So it appears that using `colsample_bylevel = .1` provides the strongest increase in the score.

### Tuning l2 regularization leaf

Now l2 regularization is hyperparameter that we have not seen before with tree based models.  The basic idea is that there is increased variance as our trees become more complex -- as they have more splits.  So with l2 regularization, there the decision tree will only continue to split if there is a significant improvement from not splitting.  The threshold of improvement needed is determined by the hyperparameter.

In [52]:
l2_vals = list(range(1, 12, 2))
l2_vals

[1, 3, 5, 7, 9, 11]

In [53]:
l2_models = [CatBoostRegressor(iterations=1000, max_depth=12,  
                                colsample_bylevel = .1,
                                logging_level = 'Silent', l2_leaf_reg = val).fit(train_pool) for val in l2_vals]

In [55]:
[model.score(validate_pool) for model in l2_models]

[0.5210297767132677,
 0.5195998473448362,
 0.5285313071922895,
 0.5272492438928775,
 0.5297997737844614,
 0.5264380609616861]

Here, we begin to see a bump as we get upwards of 9 and 11.  Let's try higher numbers.

In [56]:
l2_models = [CatBoostRegressor(iterations=1000, max_depth=12,  
                                colsample_bylevel = .1,
                                logging_level = 'Silent', l2_leaf_reg = val).fit(train_pool) for val in [13, 15, 17]]

In [57]:
[model.score(validate_pool) for model in l2_models]

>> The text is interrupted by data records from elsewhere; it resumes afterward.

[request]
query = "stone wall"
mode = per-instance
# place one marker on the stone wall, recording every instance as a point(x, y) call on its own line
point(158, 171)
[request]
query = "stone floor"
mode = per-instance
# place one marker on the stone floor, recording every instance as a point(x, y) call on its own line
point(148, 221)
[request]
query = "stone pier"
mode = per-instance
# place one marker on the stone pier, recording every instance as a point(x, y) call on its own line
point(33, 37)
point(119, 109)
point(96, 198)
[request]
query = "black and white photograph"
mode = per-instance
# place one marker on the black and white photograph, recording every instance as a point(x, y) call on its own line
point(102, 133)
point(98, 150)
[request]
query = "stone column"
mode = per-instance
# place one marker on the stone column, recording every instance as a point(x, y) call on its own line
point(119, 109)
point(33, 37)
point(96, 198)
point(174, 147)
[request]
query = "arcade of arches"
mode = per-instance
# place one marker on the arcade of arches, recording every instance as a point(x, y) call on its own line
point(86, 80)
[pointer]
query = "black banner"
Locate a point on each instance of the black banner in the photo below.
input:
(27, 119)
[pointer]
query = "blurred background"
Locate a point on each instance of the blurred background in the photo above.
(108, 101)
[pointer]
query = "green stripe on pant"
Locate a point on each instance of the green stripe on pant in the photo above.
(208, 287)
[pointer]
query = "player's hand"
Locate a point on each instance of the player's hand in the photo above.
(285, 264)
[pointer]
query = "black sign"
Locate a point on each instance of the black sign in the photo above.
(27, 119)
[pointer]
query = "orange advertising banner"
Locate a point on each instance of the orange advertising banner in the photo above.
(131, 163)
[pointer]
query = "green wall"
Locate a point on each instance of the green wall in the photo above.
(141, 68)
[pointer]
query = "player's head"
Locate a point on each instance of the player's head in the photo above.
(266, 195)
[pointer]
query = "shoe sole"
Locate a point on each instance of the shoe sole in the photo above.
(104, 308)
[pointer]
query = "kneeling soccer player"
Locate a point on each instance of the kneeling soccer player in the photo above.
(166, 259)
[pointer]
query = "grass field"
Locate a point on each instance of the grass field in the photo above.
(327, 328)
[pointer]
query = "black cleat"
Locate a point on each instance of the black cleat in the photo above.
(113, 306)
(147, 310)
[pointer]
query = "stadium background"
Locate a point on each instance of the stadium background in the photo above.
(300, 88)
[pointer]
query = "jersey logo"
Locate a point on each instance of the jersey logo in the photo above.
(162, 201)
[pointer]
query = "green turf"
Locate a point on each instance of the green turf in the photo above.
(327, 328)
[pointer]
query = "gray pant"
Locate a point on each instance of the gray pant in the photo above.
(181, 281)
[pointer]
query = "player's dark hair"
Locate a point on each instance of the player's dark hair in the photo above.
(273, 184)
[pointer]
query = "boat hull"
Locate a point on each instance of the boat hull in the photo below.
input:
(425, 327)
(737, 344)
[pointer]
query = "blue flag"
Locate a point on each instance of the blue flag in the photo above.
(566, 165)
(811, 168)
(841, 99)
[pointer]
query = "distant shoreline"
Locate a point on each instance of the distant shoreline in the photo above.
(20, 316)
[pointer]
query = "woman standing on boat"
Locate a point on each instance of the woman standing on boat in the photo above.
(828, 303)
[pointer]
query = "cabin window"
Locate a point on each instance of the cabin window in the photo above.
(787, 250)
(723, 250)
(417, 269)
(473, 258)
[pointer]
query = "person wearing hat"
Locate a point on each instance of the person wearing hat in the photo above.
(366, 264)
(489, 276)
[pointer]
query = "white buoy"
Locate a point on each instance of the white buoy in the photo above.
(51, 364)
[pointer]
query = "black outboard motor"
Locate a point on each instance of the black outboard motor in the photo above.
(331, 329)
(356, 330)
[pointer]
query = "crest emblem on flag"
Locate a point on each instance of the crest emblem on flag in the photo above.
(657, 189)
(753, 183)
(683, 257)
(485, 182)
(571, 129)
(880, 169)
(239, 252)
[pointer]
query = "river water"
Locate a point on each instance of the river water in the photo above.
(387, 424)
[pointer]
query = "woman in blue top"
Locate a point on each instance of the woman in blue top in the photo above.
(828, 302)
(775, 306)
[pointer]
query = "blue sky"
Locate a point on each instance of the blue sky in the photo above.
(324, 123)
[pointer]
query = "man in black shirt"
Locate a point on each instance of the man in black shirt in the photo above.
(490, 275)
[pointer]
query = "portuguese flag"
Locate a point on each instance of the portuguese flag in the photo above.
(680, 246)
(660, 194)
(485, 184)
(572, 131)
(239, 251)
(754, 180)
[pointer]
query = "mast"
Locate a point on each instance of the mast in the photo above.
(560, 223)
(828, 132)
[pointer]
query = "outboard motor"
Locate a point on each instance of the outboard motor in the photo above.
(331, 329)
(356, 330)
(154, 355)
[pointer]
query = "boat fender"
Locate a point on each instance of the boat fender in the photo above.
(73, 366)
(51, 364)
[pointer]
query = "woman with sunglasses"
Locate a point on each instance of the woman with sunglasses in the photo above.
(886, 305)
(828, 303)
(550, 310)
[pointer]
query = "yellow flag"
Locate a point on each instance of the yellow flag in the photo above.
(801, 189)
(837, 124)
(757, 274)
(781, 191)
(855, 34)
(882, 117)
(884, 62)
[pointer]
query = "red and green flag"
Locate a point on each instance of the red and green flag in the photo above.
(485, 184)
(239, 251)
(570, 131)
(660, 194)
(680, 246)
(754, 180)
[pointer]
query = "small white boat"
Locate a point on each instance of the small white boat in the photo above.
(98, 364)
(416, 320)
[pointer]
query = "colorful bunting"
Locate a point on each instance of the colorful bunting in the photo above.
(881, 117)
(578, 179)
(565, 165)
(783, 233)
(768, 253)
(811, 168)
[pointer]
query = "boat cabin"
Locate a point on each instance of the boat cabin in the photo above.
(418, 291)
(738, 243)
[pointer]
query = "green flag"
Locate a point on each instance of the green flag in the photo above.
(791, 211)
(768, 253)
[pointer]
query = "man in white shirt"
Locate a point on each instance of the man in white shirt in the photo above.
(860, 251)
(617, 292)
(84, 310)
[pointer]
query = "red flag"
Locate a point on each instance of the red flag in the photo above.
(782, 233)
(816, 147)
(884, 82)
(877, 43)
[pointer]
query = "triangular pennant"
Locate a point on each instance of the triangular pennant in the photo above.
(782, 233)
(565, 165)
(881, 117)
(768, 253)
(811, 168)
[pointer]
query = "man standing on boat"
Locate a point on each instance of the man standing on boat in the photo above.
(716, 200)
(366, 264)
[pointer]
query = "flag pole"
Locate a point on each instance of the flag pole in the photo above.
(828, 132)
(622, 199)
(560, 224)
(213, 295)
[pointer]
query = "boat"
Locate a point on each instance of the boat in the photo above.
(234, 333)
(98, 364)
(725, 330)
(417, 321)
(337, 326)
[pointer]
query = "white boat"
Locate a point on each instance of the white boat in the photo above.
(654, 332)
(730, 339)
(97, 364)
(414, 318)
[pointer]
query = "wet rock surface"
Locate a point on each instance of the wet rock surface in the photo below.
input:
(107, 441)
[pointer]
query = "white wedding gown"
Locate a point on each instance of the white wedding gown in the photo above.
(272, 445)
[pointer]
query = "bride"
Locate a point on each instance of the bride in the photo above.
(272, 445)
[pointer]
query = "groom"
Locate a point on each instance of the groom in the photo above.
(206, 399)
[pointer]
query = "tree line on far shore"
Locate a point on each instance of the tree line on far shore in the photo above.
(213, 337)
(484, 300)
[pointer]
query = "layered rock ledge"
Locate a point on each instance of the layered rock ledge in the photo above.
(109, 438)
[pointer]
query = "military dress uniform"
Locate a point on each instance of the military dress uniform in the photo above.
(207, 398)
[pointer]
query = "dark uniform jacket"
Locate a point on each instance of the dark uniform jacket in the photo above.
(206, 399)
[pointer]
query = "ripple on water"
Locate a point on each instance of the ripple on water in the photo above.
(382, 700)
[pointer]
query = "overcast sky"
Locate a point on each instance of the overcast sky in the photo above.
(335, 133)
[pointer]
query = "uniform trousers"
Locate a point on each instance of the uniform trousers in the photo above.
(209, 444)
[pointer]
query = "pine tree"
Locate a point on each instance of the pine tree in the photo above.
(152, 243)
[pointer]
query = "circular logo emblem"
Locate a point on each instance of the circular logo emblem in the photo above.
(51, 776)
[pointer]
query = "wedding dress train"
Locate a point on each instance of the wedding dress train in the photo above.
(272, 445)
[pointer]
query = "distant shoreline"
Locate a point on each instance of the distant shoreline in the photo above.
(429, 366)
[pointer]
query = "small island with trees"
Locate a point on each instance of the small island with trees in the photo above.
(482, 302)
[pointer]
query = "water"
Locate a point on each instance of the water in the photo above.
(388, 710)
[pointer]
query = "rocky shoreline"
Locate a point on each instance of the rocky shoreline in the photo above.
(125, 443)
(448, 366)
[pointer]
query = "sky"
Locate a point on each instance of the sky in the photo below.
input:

[0.5246821966369193, 0.5202944091370997, 0.5210612140544018]

It looks like we see a peak right around 9.  Let's now just try values 8 and 10.

In [58]:
l2_models_eight_ten = [CatBoostRegressor(iterations=1000, max_depth=12,  
                                colsample_bylevel = .1,
                                logging_level = 'Silent', l2_leaf_reg = val).fit(train_pool) for val in [8, 10]]

In [59]:
[model.score(validate_pool) for model in l2_models_eight_ten]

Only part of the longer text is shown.